Incident Report Number: 2015-012

TAO Assessment Servers

Ticket Number: ​INC0026211
Problem Number: ​PRB0010106
Major Incident Number: ​MIR0001059
What happened?

The TAO Assessment Service for the Faculty of Education experienced a service degradation

Who was affected?

Students using the service and the staff running the service were affected by this outage

What was the impact?

The affected users were experiencing a performance degradation while writing online exams.

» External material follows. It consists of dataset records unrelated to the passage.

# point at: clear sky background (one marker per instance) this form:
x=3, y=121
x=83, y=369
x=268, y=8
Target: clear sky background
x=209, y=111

What was the timeline of the incident?

Start: 2015/04/09 13:15 ­ Users reported a performance issue with an online exam in the TAO environment.
2015/04/09 13:30 ­ IT support analysts began investigating performance issues.
2015/04/09 15:00 ­ Further investigation determined the storage load balancing was uneven.
2015/04/09 16:15 ­ IT support analysts began to rebalance the load to improve performance. 
2015/04/09 17:00 ­ Rebalance was completed.
2015/04/09 18:00 ­ IT support analysts began to redistribute storage of some servers to maximize performance.
2015/04/10 05:30 ­ Redistribution was completed.
End: 2015/04/10 06:50 ­ Service was restored, user verification is pending.

What was the root cause of the incident?

Load balancing of the storage impacted performance of the TAO environment

What was the work around and resolution for the incident?
Work Around

The affected exams were moved to the eClass environment.



Resolution

The storage load was manually rebalanced.

What are any recommendations to prevent this incident from occurring again?
  • Upgrade storage solution (in progress ­ infrastructure refresh project).
  • Increase storage capacity to improve disk space and add processing power to decrease the impact of possible recurrences.
  • Enhance monitoring to detect performance issues.
Updates

Not Applicable